Çok dinamik bir sürece sahip olan siber dünyada her an bir saldırı gerçekleşmektedir. Bu saldırılar devletleri çok zor durumlara sokmaktadır. Artık devletler kara, hava, deniz cephesinden çarpışmayı bırakıp siber uzayda çarpışmaya başlamışlardır. Geleceğinde en büyük savaşları olacak olan siber savaşlar günümüzün en çok tartışılan konularından biridir.  Siber savaşlarla ilgili sadece yorumlamalar yapılarak sonuçlara ulaşmaya çalışılabilir. Uluslarası Hukukun en önemli antlaşmalarından biri olan Birleşmiş Milletler Antlaşması 1945 yılında imzalandığı dönemde siber saldırı kavramı bile yoktu. Klasik anlamda silahlı saldırılar vardı. Halen daha o dönemin antlaşmasını kullandığımızdan ve sürecin çok dinamik olmasından bu antlaşma günümüzdeki olaylara cevap verememektedir. Amaçsal bir yorum yapılarak antlaşmanın yazıldığı dönemdeki silahlı saldırı kavramının koyulma amacına bakılacak olursa bu amacın devletleri korumak olduğu anlaşılabilmektedir. Artık siber saldırılarda devletlere zarar verdiği için bir silahlı saldırı sayılabilir. Ancak sadece yorumlardan yola çıkılarak kesin bir çözüm bulmak zorlaşmaktadır.

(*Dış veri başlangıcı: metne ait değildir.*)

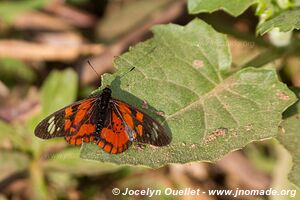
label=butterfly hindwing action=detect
[96,105,131,154]
[35,98,96,145]
[112,99,171,146]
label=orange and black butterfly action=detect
[35,87,171,154]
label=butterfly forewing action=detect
[35,98,97,144]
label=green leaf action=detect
[257,8,300,35]
[44,148,120,176]
[270,141,300,200]
[81,19,295,167]
[188,0,256,16]
[278,88,300,187]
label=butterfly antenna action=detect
[120,67,135,79]
[88,60,101,80]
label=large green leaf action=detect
[81,19,295,166]
[188,0,256,16]
[278,88,300,187]
[257,8,300,35]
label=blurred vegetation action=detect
[0,0,300,200]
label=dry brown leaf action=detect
[0,40,104,61]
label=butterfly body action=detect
[35,87,170,154]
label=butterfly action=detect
[34,87,171,154]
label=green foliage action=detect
[0,58,36,85]
[278,88,300,187]
[188,0,256,16]
[81,19,295,167]
[188,0,300,35]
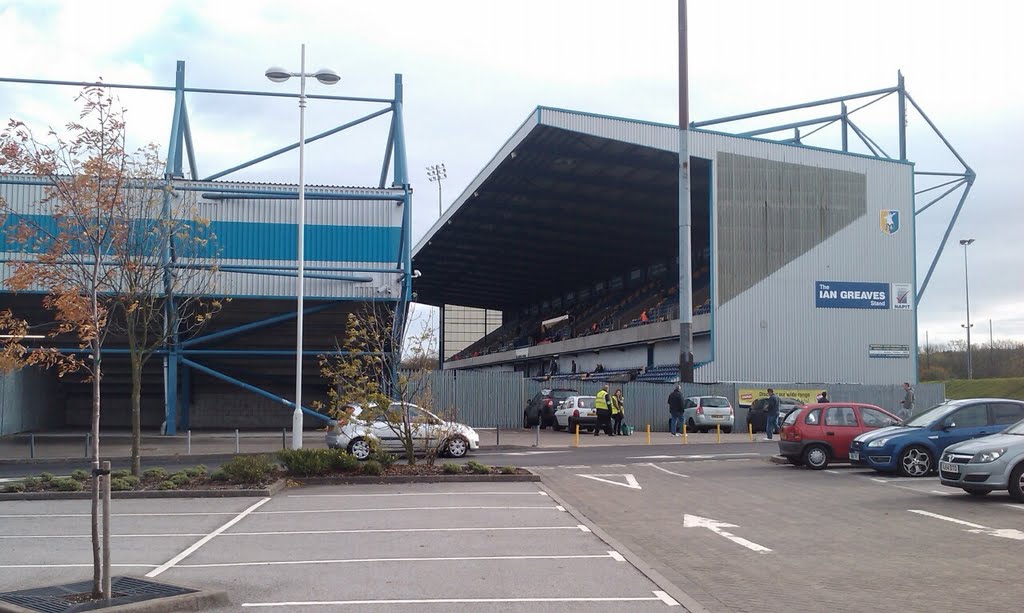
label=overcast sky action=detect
[0,0,1024,344]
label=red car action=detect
[778,402,900,471]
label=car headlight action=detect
[971,447,1007,464]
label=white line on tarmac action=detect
[288,491,547,498]
[145,497,270,578]
[178,554,625,576]
[242,592,680,607]
[640,463,689,477]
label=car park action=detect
[746,396,804,432]
[850,398,1024,477]
[683,396,735,432]
[326,402,480,459]
[552,396,597,433]
[522,388,580,428]
[939,421,1024,502]
[778,402,900,470]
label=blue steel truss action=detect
[689,73,977,304]
[0,60,413,435]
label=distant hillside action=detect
[944,377,1024,400]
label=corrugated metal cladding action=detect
[0,175,402,299]
[690,132,916,384]
[395,370,945,432]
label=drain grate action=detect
[0,577,196,613]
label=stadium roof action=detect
[413,107,710,310]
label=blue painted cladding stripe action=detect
[0,215,401,262]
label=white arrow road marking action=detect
[907,509,1024,540]
[683,515,771,554]
[577,475,643,489]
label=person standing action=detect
[594,384,611,436]
[765,388,780,441]
[611,388,626,436]
[669,384,683,436]
[899,382,914,422]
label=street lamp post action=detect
[265,44,341,449]
[427,164,447,218]
[961,238,974,379]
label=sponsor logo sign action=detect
[814,281,890,309]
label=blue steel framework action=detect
[0,60,413,435]
[689,73,977,303]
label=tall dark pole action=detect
[679,0,693,383]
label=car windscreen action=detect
[903,402,959,428]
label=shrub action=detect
[142,469,167,479]
[278,449,331,477]
[220,455,275,483]
[52,478,85,491]
[111,477,135,491]
[370,448,398,469]
[466,459,490,475]
[325,449,359,473]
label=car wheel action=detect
[348,438,373,462]
[1008,462,1024,502]
[804,445,831,471]
[898,445,932,477]
[444,436,469,457]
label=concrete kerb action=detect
[541,479,710,613]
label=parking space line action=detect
[640,463,689,478]
[288,491,546,498]
[242,592,680,607]
[178,552,625,576]
[253,506,564,515]
[221,526,577,536]
[145,497,270,578]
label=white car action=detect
[683,396,734,432]
[552,396,597,433]
[326,402,480,459]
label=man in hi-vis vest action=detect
[594,384,611,436]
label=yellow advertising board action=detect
[738,388,825,406]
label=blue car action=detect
[850,398,1024,477]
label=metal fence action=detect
[397,370,945,432]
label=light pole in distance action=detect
[265,44,341,449]
[427,164,447,219]
[961,238,974,379]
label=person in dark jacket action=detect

Her devlet kendi çıkarına uyan şekilde yorumlamaktadır.

 Çözüm olarak bununla ilgili yapılan Tallinn El Kitabı gibi çalışmalar yapılıp kesin bir yaptırımı olan antlaşmalar ortaya çıkarılmalı veyahut geçerli anlaşmalar siber dünyaya göre evrimleşmelidir. Bu çalışmalarda da “siber saldırı” kavramının net bir tanımının yapılması, hangi düzeyde saldırıların siber saldırı sayılacağı, siber savaşın nasıl ortaya çıkacağı, isnat edilebilirlik meselesinde nasıl bir çözüm yolu bulunacağı, hangi durumlarda meşru müdafaa şartlarının siber saldırı anlamında oluşacağının kesin çizgilerle belirtilmesi gerekmektedir. Konunun en başından beri bahsedildiği üzere siber dünyanın çok hızlı gelişmesi, yayılımının çok hızlı olması ve her an kendine yeni bir özellik eklemesi çalışma sürecini zorlaştırmaktadır.